Heralded in the 1950s as representative of a multi-faith America, the chapels at Brandeis University still stand as they were built.
The chapels at Brandeis were conceived in the 1950s in the university’s first master plan. When the chapels were commissioned in 1952 the New York firm of Harrison & Abramovitz was to design them in addition to several other campus buildings. A back and forth with the architects, administrators and students led to the three chapels – one for Jews, one for Catholics and one for Protestants.
Harlan Chapel, the Protestant chapel, was named in honor of the late Supreme Court Justice John Marshall Harlan who cast the only dissenting vote in the historical Ferguson v. Plessy Supreme Court decision that established separate but equal.
Bethlehem Chapel, the Catholic chapel was named by then Boston Archbishop Richard J. Cushing.
The Berlin Jewish chapel was donated by Boston surgeon Dr. David Berlin in honor of his parents.

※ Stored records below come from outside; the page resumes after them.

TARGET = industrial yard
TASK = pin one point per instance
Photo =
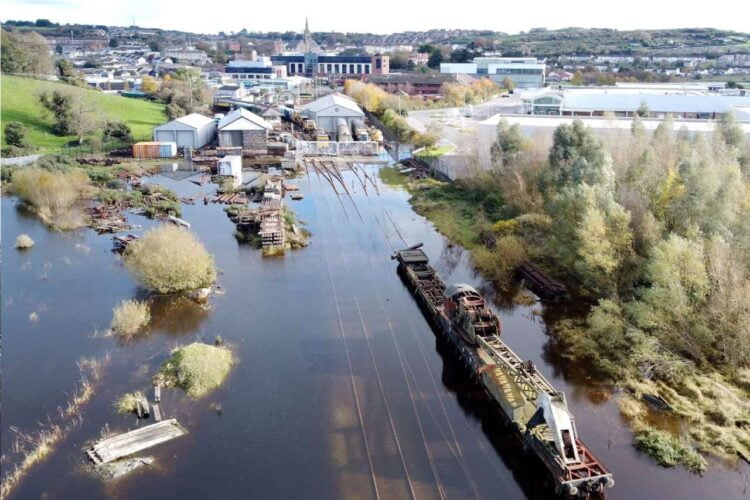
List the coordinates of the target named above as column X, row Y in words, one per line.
column 248, row 262
column 389, row 411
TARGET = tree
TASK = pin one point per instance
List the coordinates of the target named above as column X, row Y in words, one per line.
column 68, row 74
column 642, row 110
column 577, row 156
column 59, row 105
column 15, row 134
column 436, row 57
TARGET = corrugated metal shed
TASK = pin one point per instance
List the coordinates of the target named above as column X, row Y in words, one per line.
column 191, row 131
column 242, row 119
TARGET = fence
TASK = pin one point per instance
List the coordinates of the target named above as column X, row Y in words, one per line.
column 96, row 148
column 332, row 148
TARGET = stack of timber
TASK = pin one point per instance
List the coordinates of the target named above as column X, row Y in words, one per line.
column 120, row 243
column 134, row 441
column 231, row 199
column 415, row 168
column 108, row 218
column 540, row 282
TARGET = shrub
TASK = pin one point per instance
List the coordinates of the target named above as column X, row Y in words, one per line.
column 668, row 450
column 24, row 241
column 169, row 259
column 52, row 194
column 128, row 403
column 15, row 134
column 129, row 316
column 196, row 368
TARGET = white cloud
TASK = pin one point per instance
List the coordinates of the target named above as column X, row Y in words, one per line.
column 385, row 16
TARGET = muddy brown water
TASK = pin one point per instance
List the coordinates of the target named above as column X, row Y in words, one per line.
column 341, row 388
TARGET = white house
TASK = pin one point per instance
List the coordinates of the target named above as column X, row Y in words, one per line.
column 328, row 109
column 190, row 131
column 244, row 129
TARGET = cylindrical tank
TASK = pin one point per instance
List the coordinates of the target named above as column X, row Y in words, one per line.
column 342, row 131
column 359, row 130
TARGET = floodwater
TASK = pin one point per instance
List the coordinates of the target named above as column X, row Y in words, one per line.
column 341, row 389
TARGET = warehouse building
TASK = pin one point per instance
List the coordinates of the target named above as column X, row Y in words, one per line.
column 622, row 102
column 244, row 129
column 416, row 84
column 525, row 72
column 327, row 110
column 191, row 131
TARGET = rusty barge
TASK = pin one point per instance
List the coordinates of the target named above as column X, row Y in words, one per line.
column 538, row 412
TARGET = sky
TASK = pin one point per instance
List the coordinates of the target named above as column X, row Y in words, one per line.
column 385, row 16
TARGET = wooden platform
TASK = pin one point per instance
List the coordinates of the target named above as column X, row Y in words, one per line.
column 134, row 441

Heralded at the time as representative of a multi-faith America and unity in the midst of diversity, the chapels still stand as they were built. Protestant, Catholic and Jewish services take place today in all of the chapels as well as in a range of classrooms and common areas across campus.
As campus demographics changed, a Muslim prayer space was created in another area of campus in 2004. It includes an ablution area as well as social space. More recently, a Dharmic prayer space for Buddhist, Hindu and Jain students was opened in what used to be a small campus art gallery. A prayer/ meditation alcove was also designed during a building renovation in one of the graduate schools on campus.